Percayalah, segala harapan dan kritikan yang bagi sebagian orang dianggap tidak menghargai kerja keras manajemen dan para pemain adalah demi kebaikan klub, demi kembalinya masa kejayaan Persebaya seperti dulu dan memberikan kesan angker dan kapok untuk tim lawan. Bonek tidak serta merta mengkritik tanpa mau berbenah dan introspeksi diri, Bonek tidak terus-menerus meminta manajemen untuk berjuang dengan benar demi solidnya dan meningkatnya permainan tim setiap pertandingan dengan menentukan mana pemain dan pelatih yang cocok untuk direkrut. Stop menghujat Bonek karena tuntutan dan kritikan seperti itu. Jauh sebelum klub ini bangkit, jauh sebelum klub ini mengalami dualisme, Bonek sudah sering menyaksikan klub kebanggaannya menelan kekalahan secara beruntun.
Jika bicara tentang perjuangan dan berjuang, jangan lupa, ketika mengalami mati suri selama beberapa tahun Bonek tidak pernah berhenti untuk terus berjuang dengan keyakinanya.

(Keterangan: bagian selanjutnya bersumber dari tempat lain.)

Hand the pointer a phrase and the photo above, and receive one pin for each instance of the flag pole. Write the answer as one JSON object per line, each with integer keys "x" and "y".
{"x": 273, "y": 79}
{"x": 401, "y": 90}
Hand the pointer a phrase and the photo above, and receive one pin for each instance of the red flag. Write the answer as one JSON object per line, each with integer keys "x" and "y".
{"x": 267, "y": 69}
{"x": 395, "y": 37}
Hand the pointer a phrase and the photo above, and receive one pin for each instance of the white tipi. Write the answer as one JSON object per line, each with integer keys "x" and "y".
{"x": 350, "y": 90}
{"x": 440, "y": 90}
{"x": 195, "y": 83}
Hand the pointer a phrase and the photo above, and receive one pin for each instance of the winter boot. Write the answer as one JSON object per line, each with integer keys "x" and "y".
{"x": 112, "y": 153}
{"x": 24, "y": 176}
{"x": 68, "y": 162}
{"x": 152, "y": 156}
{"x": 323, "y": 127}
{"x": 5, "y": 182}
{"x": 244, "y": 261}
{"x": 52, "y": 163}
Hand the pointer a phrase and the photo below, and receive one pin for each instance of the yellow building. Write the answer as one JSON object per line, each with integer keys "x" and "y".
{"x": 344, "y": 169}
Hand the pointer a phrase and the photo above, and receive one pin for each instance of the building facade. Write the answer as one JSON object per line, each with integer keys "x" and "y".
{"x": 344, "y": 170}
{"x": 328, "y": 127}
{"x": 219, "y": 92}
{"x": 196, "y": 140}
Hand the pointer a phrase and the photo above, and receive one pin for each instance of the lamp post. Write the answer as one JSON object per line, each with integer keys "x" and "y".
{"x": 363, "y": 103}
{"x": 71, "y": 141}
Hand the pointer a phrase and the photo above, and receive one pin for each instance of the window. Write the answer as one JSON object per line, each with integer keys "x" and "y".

Memperjuangkan nasib klub ini kesana kemari, dari demo beberapa tempat di Surabaya, gruduk Jakarta jilid 1 dan 2, gruduk Bandung, hingga membuahkan hasil yang membuat Bonek merasakan kemenangan yang sesungguhnya. Kemenangan ketika klub yang selama ini mereka yakini kebenarannya diakui kembali statusnya sebagai salah satu anggota klub di PSSI. Masihkah kalian meragukan dukungan dan loyalitas Bonek?
Sebagian masyarakat awam menganggap Bonek adalah sumber permasalahan kejadian kemarin malam, Boneklah yang merusak nama baik Surabaya, Boneklah yang mempermalukan Persebaya karena mereka turun ke Lapangan. Ya, bicara tentang pendapat masyarakat yang awam dengan Bonek dan Persebaya, mereka tidak perlu meminta ijin kepada Bonek untuk sekadar berpendapat seperti Bonek yang juga menyuarakan pendapatnya.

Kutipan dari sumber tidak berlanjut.